Clonev

WarnAudited by ClawScan on May 10, 2026.

Overview

This skill performs the advertised voice cloning, but it enables realistic impersonation, encourages sending cloned audio externally, and keeps voice samples in a hard-coded local folder.

Install only if you trust the source and intend to use it with consent. Review or pin the Docker image, make sure Docker and ffmpeg are expected on your system, require confirmation before sending cloned audio anywhere, and periodically delete retained voice samples from the configured voice-samples folder.

Findings (4)

Artifact-based informational review of SKILL.md, metadata, install specs, static scan signals, and capability signals.

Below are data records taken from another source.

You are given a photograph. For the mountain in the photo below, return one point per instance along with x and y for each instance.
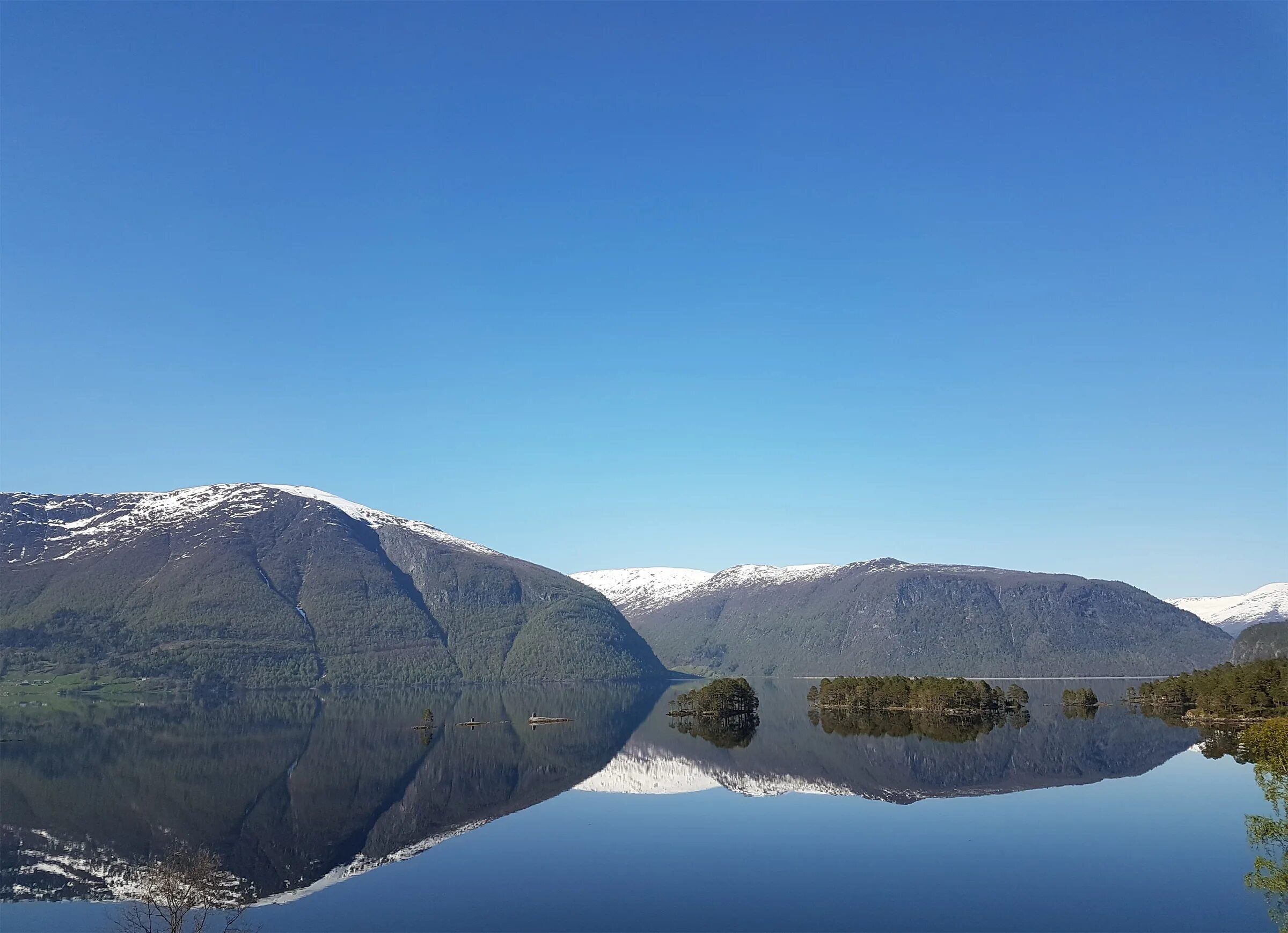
(887, 616)
(1235, 614)
(635, 589)
(263, 586)
(1261, 642)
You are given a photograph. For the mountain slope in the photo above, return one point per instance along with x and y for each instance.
(892, 618)
(643, 588)
(1234, 614)
(1261, 642)
(281, 586)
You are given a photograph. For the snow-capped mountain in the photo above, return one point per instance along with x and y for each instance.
(62, 528)
(898, 618)
(1234, 614)
(643, 588)
(269, 586)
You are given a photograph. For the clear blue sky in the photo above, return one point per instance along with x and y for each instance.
(691, 285)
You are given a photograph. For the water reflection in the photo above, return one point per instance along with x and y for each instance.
(288, 792)
(724, 732)
(297, 792)
(896, 757)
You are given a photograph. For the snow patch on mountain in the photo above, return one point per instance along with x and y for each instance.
(83, 525)
(378, 520)
(1233, 615)
(765, 574)
(643, 588)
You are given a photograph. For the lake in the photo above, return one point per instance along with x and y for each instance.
(339, 816)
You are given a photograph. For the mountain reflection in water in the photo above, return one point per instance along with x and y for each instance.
(297, 792)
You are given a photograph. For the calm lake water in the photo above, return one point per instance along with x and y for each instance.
(339, 816)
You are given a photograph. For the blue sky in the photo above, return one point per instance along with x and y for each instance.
(691, 285)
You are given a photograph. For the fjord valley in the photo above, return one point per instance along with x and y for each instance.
(887, 616)
(261, 586)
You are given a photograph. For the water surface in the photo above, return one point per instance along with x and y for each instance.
(338, 815)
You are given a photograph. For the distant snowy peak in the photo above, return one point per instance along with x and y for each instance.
(1235, 614)
(643, 588)
(638, 589)
(84, 525)
(765, 574)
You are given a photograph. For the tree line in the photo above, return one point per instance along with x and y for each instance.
(729, 696)
(921, 694)
(1254, 690)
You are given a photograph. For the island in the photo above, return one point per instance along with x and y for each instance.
(728, 696)
(1231, 693)
(942, 695)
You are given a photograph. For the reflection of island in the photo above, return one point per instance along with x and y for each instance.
(945, 728)
(893, 760)
(724, 732)
(289, 792)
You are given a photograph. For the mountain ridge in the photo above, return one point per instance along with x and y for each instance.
(1234, 614)
(268, 586)
(897, 618)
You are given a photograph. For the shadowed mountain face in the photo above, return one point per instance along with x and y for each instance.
(289, 792)
(893, 618)
(1261, 642)
(897, 757)
(261, 586)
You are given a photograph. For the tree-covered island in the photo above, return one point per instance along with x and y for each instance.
(1257, 690)
(943, 695)
(729, 696)
(1084, 697)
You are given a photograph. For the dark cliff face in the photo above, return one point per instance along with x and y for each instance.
(888, 618)
(1261, 642)
(258, 587)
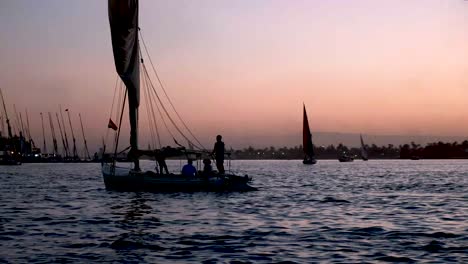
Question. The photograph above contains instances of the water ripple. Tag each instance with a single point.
(360, 212)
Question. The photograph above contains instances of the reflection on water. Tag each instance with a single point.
(389, 211)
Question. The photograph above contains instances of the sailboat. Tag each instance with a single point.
(364, 154)
(308, 147)
(123, 18)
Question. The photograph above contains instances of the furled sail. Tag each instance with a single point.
(364, 154)
(123, 18)
(307, 138)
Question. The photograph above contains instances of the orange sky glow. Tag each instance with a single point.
(244, 68)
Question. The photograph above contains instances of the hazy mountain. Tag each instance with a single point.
(328, 138)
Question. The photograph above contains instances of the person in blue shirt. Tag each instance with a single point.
(189, 169)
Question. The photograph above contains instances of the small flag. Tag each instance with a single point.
(112, 125)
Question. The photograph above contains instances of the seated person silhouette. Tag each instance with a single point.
(207, 168)
(189, 169)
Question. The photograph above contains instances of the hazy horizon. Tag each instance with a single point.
(243, 69)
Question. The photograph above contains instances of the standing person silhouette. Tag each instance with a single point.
(218, 152)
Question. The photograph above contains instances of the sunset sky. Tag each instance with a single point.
(244, 68)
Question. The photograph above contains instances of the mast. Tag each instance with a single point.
(52, 132)
(84, 138)
(123, 20)
(61, 135)
(25, 133)
(18, 125)
(3, 124)
(364, 154)
(29, 130)
(6, 115)
(75, 154)
(307, 137)
(44, 146)
(67, 148)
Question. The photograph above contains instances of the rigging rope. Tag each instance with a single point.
(165, 93)
(164, 108)
(112, 108)
(149, 117)
(159, 111)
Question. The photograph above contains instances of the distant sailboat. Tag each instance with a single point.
(309, 155)
(364, 154)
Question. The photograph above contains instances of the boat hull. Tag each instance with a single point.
(309, 161)
(122, 179)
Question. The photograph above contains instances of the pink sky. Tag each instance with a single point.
(244, 68)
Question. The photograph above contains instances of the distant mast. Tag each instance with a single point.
(44, 146)
(364, 154)
(307, 141)
(123, 19)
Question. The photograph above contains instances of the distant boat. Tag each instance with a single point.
(345, 157)
(364, 154)
(309, 155)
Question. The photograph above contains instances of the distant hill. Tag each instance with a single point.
(328, 138)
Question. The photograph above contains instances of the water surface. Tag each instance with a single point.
(375, 211)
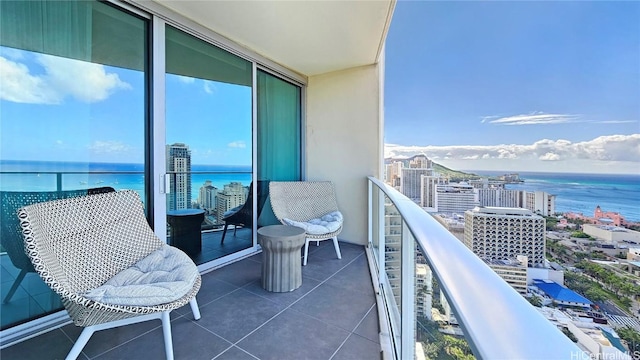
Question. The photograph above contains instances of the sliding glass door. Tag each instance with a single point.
(279, 111)
(209, 157)
(77, 113)
(73, 113)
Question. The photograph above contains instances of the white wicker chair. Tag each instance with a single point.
(301, 201)
(78, 244)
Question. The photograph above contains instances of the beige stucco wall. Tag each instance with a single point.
(344, 125)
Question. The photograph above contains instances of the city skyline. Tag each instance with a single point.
(515, 86)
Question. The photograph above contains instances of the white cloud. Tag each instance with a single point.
(616, 122)
(550, 157)
(109, 147)
(237, 144)
(534, 118)
(210, 87)
(62, 77)
(185, 79)
(604, 148)
(540, 118)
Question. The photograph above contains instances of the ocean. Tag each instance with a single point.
(45, 175)
(581, 193)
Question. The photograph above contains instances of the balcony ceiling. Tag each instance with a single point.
(309, 37)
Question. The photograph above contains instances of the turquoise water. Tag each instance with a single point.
(583, 192)
(574, 192)
(44, 176)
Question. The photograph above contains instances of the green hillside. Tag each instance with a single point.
(453, 175)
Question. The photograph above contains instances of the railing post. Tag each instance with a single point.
(369, 214)
(408, 250)
(58, 181)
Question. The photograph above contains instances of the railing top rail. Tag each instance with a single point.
(498, 322)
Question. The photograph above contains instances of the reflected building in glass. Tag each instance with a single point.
(179, 164)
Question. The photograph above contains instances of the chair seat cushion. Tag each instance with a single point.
(165, 275)
(324, 225)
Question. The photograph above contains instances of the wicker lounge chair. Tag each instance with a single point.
(11, 235)
(310, 205)
(97, 253)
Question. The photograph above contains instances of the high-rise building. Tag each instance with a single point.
(179, 167)
(393, 172)
(500, 197)
(207, 197)
(393, 242)
(513, 271)
(233, 195)
(424, 290)
(495, 233)
(411, 180)
(455, 198)
(428, 185)
(420, 162)
(540, 202)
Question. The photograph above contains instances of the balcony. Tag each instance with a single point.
(333, 315)
(370, 304)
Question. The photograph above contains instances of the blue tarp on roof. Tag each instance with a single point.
(615, 341)
(559, 293)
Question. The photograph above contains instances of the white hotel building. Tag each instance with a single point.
(496, 233)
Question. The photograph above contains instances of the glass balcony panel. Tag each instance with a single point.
(215, 194)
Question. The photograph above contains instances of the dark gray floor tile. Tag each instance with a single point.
(104, 340)
(327, 251)
(237, 314)
(355, 276)
(210, 290)
(358, 348)
(285, 298)
(235, 353)
(51, 345)
(321, 268)
(240, 273)
(190, 342)
(292, 335)
(369, 328)
(336, 306)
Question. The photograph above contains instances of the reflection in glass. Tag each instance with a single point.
(72, 106)
(209, 142)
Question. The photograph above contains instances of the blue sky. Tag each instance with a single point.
(513, 85)
(491, 85)
(59, 109)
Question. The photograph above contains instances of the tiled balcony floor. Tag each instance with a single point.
(331, 316)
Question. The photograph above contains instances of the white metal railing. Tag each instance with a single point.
(498, 323)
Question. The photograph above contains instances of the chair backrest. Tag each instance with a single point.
(77, 244)
(245, 214)
(10, 232)
(302, 200)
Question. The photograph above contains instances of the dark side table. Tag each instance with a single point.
(186, 232)
(281, 266)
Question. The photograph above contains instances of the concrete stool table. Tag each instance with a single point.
(186, 233)
(281, 266)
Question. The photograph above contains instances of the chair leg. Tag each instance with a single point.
(306, 251)
(166, 330)
(335, 245)
(81, 342)
(15, 285)
(194, 308)
(224, 233)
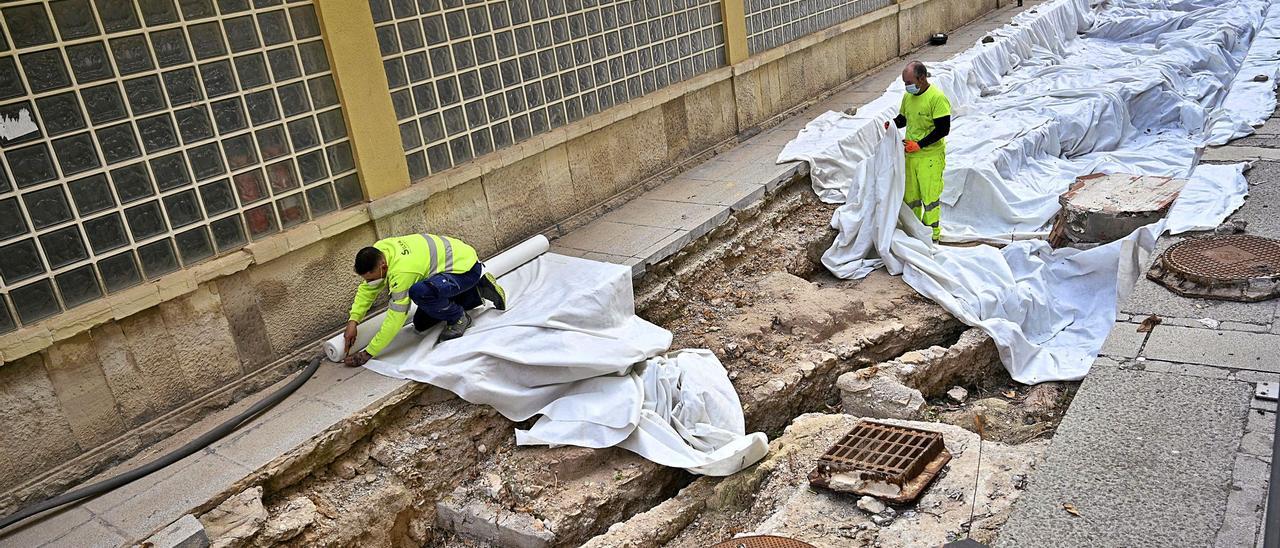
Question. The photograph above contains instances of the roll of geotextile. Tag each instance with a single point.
(498, 265)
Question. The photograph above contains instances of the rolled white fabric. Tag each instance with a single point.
(499, 265)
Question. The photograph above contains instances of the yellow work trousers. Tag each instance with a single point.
(924, 188)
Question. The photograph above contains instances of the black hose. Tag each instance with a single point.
(1271, 529)
(168, 459)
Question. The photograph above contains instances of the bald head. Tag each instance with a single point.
(915, 74)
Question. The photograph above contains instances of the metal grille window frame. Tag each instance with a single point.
(772, 23)
(177, 142)
(472, 77)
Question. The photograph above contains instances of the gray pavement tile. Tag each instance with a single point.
(613, 238)
(46, 528)
(169, 498)
(1124, 341)
(1146, 459)
(90, 534)
(668, 214)
(1185, 369)
(728, 193)
(1235, 350)
(667, 247)
(279, 432)
(356, 392)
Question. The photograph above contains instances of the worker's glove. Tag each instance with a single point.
(357, 359)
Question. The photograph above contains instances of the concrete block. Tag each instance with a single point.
(493, 525)
(184, 533)
(35, 430)
(1124, 341)
(196, 322)
(613, 238)
(307, 296)
(1105, 208)
(517, 200)
(878, 397)
(1235, 350)
(709, 115)
(81, 387)
(245, 319)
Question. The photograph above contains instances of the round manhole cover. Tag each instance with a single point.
(1235, 268)
(763, 542)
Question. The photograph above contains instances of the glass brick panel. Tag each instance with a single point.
(119, 272)
(105, 233)
(35, 301)
(158, 133)
(60, 113)
(28, 26)
(45, 71)
(48, 206)
(218, 197)
(19, 261)
(12, 222)
(91, 193)
(132, 182)
(104, 103)
(158, 259)
(145, 220)
(63, 246)
(78, 286)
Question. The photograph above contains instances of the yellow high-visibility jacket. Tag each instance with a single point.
(410, 259)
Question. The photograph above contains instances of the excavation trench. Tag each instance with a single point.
(439, 471)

ClawScan does not execute the skill or run runtime probes.

Concern

ASI09: Human-Agent Trust Exploitation

What this means

A user or agent could generate speech that appears to come from a real person who did not consent.

Why it was flagged

The primary description frames cloning other people's or celebrity voices as an intended use, which can create audio that listeners may trust as authentic.

Skill content

Clone their voice or someone else's voice... Works with: Any voice! Yours, a celebrity, a character, etc.

Recommendation

Use only with explicit consent, add clear labeling/watermarking guidance, and require the agent to verify consent before cloning a third party's voice.

Concern

ASI02: Tool Misuse and Exploitation

What this means

Cloned voice audio could be sent externally before the user reviews the exact file, recipient, or impersonation risk.

Why it was flagged

The quick-reference workflow makes sending the generated cloned voice to Telegram part of the agent action sequence, without a separate confirmation or recipient-scoping step.

Skill content

→ Run: VOICE=$(...clonev.sh "hello" "/path/to/sample.wav" en)
→ Send: message action=send channel=telegram asVoice=true filePath="$VOICE"

Recommendation

Default to saving the generated audio locally and require explicit user approval, destination, and context before sending it through any messaging channel.

Concern

ASI06: Memory and Context Poisoning

What this means

Sensitive voice samples may remain on disk and could be reused in later runs or confused with another person's sample by filename collision.

Why it was flagged

The script copies the user-provided voice sample into a persistent hard-coded directory and does not delete it; if a filename already exists, it reuses the old copy instead of the current file.

Skill content

if [ ! -f "${COQUI_DIR}/voice-samples/${SAMPLE_BASENAME}" ]; then
    cp "$VOICE_SAMPLE" "${COQUI_DIR}/voice-samples/"
fi

Recommendation

Use per-run temporary sample paths, clean up voice samples by default, avoid basename reuse, and clearly disclose any retention option to the user.

Note

ASI04: Agentic Supply Chain Vulnerabilities

What this means

Future runs may execute different container code than the code reviewed here.

Why it was flagged

The skill runs an external Docker image tagged latest, so the executed runtime can change over time; this is purpose-aligned for XTTS but should be pinned and disclosed.

Skill content

docker run --rm --entrypoint "" ... ghcr.io/coqui-ai/tts:latest ...

Recommendation

Pin the container image by version or digest and declare Docker, ffmpeg, model download size, and trusted image provenance in the install requirements.